Small Fountain, Maguire Gardens

I passed a pleasant lunch hour the other day near the small fountain in Maguire Gardens, just west of the Central Library in downtown Los Angeles.
Maguire Gardens, completed in 1993, has some of the most interesting fountains in the city, but the small fountain on the Fifth Street side probably gets the least notice. It is small (just 16 feet in diameter) and low (water bubbles up from knee-high porcelain blocks). Cafe Pinot blocks the fountain from view as you descend the Library’s front steps. A drift of shade trees makes it difficult to spot from other vantage points. The fountain’s location near the northern edge of the garden means that those who take the main path through the Garden from Flower Street are apt to miss it altogether.

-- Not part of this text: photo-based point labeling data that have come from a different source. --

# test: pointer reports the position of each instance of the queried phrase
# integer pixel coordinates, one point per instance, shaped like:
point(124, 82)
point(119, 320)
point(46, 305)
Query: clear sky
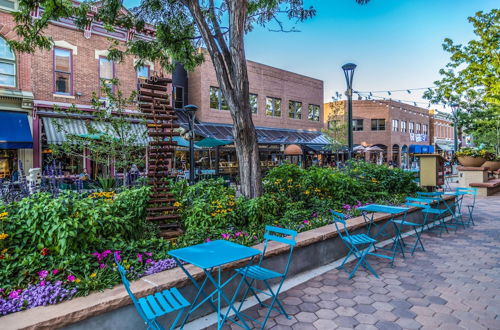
point(395, 43)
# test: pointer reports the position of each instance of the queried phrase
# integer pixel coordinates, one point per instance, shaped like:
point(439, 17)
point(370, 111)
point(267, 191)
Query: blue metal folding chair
point(424, 204)
point(155, 305)
point(353, 242)
point(256, 272)
point(470, 207)
point(438, 212)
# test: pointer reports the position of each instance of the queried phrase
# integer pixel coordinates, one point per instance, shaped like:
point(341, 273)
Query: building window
point(7, 65)
point(62, 70)
point(217, 100)
point(357, 124)
point(313, 112)
point(143, 72)
point(106, 73)
point(178, 97)
point(295, 109)
point(395, 125)
point(273, 106)
point(332, 124)
point(417, 128)
point(254, 102)
point(378, 124)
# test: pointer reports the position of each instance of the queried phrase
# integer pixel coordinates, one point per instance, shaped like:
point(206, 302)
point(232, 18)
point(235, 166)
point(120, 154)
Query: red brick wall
point(264, 81)
point(85, 67)
point(23, 60)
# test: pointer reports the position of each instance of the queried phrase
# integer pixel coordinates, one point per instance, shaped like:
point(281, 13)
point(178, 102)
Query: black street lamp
point(455, 110)
point(349, 73)
point(190, 110)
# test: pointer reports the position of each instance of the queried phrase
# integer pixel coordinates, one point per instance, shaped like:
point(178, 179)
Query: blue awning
point(421, 149)
point(15, 132)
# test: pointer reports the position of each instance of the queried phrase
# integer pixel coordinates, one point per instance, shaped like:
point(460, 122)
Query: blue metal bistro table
point(368, 214)
point(209, 256)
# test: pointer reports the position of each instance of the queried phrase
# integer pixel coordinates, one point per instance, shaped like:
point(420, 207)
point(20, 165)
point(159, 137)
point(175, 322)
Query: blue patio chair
point(438, 212)
point(470, 207)
point(256, 272)
point(155, 305)
point(425, 205)
point(353, 242)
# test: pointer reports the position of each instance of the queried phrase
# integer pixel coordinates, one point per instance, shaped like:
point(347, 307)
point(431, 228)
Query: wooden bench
point(487, 188)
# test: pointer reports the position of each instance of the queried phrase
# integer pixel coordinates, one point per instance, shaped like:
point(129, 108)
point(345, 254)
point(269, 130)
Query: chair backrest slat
point(271, 234)
point(339, 218)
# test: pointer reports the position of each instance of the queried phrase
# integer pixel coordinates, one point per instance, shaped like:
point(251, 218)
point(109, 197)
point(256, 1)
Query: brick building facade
point(16, 99)
point(392, 126)
point(300, 97)
point(441, 132)
point(288, 105)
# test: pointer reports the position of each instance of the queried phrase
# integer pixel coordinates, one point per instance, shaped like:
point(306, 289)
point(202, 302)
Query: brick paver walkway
point(455, 284)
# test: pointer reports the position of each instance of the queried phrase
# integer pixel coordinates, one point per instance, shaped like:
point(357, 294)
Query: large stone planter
point(492, 164)
point(469, 161)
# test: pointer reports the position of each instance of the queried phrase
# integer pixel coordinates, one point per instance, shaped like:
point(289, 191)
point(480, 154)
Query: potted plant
point(471, 157)
point(492, 162)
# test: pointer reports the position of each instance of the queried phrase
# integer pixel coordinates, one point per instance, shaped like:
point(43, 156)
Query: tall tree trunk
point(231, 70)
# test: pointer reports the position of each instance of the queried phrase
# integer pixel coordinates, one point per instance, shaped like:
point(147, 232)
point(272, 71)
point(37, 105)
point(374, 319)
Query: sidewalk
point(455, 284)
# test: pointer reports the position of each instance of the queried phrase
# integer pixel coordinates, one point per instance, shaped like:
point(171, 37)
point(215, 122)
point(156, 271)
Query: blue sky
point(395, 43)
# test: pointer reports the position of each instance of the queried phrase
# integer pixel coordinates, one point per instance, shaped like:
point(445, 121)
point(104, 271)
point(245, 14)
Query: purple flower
point(43, 273)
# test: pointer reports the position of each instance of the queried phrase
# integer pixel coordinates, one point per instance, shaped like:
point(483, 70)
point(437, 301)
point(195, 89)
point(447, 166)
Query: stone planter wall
point(112, 309)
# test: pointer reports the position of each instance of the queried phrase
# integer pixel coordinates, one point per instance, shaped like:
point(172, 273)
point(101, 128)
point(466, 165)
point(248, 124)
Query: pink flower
point(14, 294)
point(43, 273)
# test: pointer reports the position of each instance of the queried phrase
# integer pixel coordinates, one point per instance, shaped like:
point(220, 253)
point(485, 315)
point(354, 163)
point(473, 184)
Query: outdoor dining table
point(368, 212)
point(210, 256)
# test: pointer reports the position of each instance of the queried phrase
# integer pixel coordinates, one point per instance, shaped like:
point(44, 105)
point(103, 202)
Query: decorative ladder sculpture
point(155, 106)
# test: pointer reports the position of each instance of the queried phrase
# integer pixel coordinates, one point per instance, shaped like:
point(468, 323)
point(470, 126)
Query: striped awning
point(57, 129)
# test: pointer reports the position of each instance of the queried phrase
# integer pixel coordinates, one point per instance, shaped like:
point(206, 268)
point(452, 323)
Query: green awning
point(57, 129)
point(212, 142)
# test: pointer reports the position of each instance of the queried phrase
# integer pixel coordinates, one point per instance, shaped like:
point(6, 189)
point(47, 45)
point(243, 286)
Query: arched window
point(7, 65)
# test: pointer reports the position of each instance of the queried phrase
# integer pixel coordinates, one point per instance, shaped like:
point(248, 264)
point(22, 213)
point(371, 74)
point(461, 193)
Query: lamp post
point(190, 110)
point(455, 111)
point(349, 73)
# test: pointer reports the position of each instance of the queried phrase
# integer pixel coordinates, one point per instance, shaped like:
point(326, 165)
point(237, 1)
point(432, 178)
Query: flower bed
point(56, 248)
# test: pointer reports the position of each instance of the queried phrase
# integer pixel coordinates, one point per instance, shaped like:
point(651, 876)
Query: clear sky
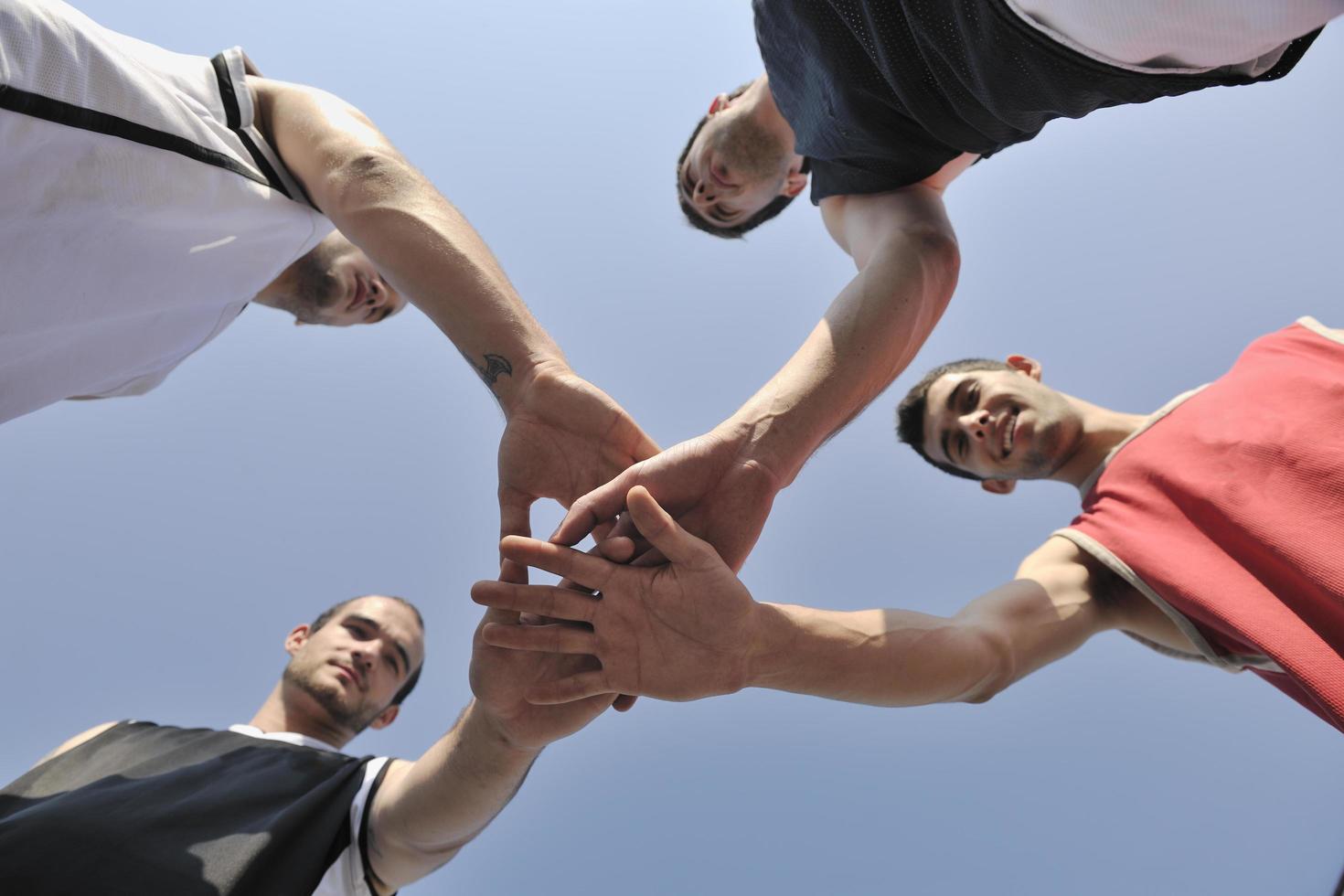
point(156, 549)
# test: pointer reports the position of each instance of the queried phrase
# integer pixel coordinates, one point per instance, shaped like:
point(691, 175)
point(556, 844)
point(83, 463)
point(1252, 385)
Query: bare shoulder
point(74, 741)
point(1072, 575)
point(860, 225)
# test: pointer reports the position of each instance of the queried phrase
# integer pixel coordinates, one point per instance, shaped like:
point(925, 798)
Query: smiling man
point(273, 806)
point(151, 197)
point(886, 102)
point(1210, 529)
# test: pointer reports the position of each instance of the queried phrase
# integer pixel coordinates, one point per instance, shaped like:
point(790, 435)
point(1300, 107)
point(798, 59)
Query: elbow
point(359, 180)
point(995, 666)
point(940, 257)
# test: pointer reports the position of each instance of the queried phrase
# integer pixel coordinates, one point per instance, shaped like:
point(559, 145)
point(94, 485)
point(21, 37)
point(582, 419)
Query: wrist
point(528, 375)
point(491, 731)
point(769, 649)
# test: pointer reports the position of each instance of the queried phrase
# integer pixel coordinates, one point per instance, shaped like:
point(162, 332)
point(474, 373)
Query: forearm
point(429, 251)
point(880, 657)
point(445, 798)
point(415, 238)
point(869, 336)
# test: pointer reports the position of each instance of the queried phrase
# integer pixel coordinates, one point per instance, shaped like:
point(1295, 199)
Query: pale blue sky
point(156, 549)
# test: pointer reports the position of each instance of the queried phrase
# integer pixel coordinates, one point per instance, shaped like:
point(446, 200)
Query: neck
point(283, 713)
point(1103, 430)
point(760, 103)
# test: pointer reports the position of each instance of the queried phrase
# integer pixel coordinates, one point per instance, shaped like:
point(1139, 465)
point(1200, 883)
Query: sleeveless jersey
point(883, 93)
point(1227, 511)
point(142, 208)
point(154, 809)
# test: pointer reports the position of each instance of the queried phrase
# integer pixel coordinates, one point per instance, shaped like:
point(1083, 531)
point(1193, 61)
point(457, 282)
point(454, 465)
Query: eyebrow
point(712, 214)
point(952, 402)
point(400, 649)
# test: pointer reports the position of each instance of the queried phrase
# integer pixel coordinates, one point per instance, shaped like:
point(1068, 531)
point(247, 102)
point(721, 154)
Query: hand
point(563, 438)
point(677, 632)
point(707, 483)
point(500, 680)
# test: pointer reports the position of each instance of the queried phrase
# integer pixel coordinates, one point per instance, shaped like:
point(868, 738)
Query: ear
point(296, 640)
point(1023, 364)
point(385, 718)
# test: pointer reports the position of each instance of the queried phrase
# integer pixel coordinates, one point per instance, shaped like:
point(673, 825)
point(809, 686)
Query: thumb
point(661, 529)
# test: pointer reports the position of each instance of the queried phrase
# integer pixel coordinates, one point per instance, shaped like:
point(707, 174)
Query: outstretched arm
point(689, 629)
point(720, 485)
point(426, 810)
point(563, 435)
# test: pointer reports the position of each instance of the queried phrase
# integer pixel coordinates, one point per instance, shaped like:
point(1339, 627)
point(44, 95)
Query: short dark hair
point(735, 231)
point(329, 613)
point(910, 412)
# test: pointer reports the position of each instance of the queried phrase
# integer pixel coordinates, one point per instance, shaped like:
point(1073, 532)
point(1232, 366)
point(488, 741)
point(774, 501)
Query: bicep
point(1050, 610)
point(317, 134)
point(864, 225)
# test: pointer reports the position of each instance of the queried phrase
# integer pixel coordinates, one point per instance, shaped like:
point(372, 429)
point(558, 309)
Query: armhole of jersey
point(235, 98)
point(362, 835)
point(1318, 328)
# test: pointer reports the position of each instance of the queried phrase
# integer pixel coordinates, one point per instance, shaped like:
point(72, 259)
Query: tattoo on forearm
point(495, 367)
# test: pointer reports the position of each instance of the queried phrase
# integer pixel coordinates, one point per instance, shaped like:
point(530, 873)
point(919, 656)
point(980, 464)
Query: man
point(149, 197)
point(886, 103)
point(1210, 529)
point(273, 806)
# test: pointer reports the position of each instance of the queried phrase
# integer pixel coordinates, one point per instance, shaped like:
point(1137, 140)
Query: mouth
point(349, 673)
point(1009, 432)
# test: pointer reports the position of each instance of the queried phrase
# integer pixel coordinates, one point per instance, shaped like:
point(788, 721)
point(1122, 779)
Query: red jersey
point(1227, 511)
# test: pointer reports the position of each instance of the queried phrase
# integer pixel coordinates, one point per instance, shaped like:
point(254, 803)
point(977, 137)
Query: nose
point(362, 660)
point(976, 423)
point(705, 192)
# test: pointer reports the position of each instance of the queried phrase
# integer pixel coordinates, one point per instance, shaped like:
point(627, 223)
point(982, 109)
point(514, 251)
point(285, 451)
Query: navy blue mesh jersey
point(152, 809)
point(883, 93)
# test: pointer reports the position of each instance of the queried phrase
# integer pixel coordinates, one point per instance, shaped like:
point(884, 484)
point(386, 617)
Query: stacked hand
point(677, 632)
point(709, 484)
point(563, 438)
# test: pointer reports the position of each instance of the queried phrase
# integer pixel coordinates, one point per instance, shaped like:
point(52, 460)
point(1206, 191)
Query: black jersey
point(883, 93)
point(152, 809)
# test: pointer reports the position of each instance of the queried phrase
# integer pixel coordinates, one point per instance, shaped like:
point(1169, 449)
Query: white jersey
point(1246, 37)
point(143, 209)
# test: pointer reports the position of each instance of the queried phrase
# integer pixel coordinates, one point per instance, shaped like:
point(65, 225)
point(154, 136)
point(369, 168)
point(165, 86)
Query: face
point(735, 165)
point(1000, 425)
point(335, 283)
point(357, 663)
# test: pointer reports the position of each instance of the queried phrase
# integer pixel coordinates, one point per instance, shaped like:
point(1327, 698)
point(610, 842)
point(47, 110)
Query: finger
point(586, 684)
point(661, 529)
point(515, 518)
point(539, 600)
point(618, 549)
point(552, 638)
point(598, 549)
point(586, 570)
point(597, 507)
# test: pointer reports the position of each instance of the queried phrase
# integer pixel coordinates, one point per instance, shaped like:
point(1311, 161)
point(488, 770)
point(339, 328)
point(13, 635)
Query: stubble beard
point(315, 288)
point(752, 152)
point(331, 699)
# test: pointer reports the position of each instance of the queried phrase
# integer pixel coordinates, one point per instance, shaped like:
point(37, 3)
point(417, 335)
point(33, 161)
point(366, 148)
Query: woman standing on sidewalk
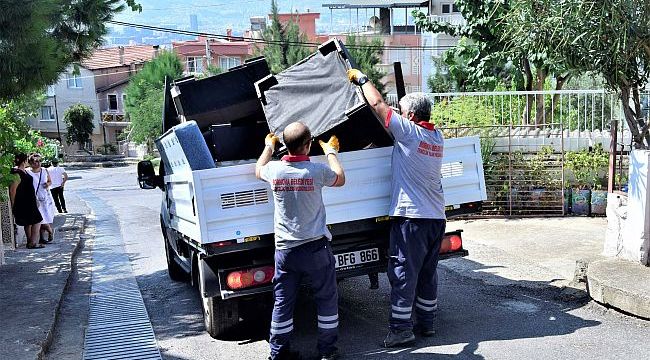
point(23, 202)
point(42, 182)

Once found, however, it is a pleasure. What at first glance seems modest and simple, turns out to be quite different – this small fountain exhibits a beguiling complexity of pattern, color and shape.
Complexity is perhaps to be expected in a piece created through the collaboration of two artists. The round pool was designed by Laddie John Dill. The bed resembles the shutter of a camera, with pallets fanning out at oblique angles, sitting one atop another. They rise like terraces, creating a pool that goes from deep to shallow. Each pallet is a composite of angular stone fragments, much like a flagstone path. The fragments vary in color, creating something of a harlequin effect, but with muted tones – rust, celery, copper, light shades of gray and brown.
The water feature – a series of porcelain space-figure blocks arrayed around a curved sheet of colored glass – was created by Mineo Mizuno. It, too, repeats the terrace effect, with the earth-toned cylinders and prisms rising from low to high. The glass wave has an aqua hue and projects outward from the tallest block.

This is a fountain without jets or spray. Water bubbles gently from the top of each block and flows quietly down the glistening porcelain sides into the pool. The effect is that of a small brook with a calming babble.
The fountain occupies the center of a small plaza surrounded by low walls that invite sitting. The shade trees don't completely shut out the sound of city buses as they cross Flower and grind their way up Fifth Street to the overpass that crosses the Harbor Freeway, but they help. You know you’re still in the city, but the fountain’s murmur and the dappled light take the edge off. This is a fine place for a moment’s respite in a busy day.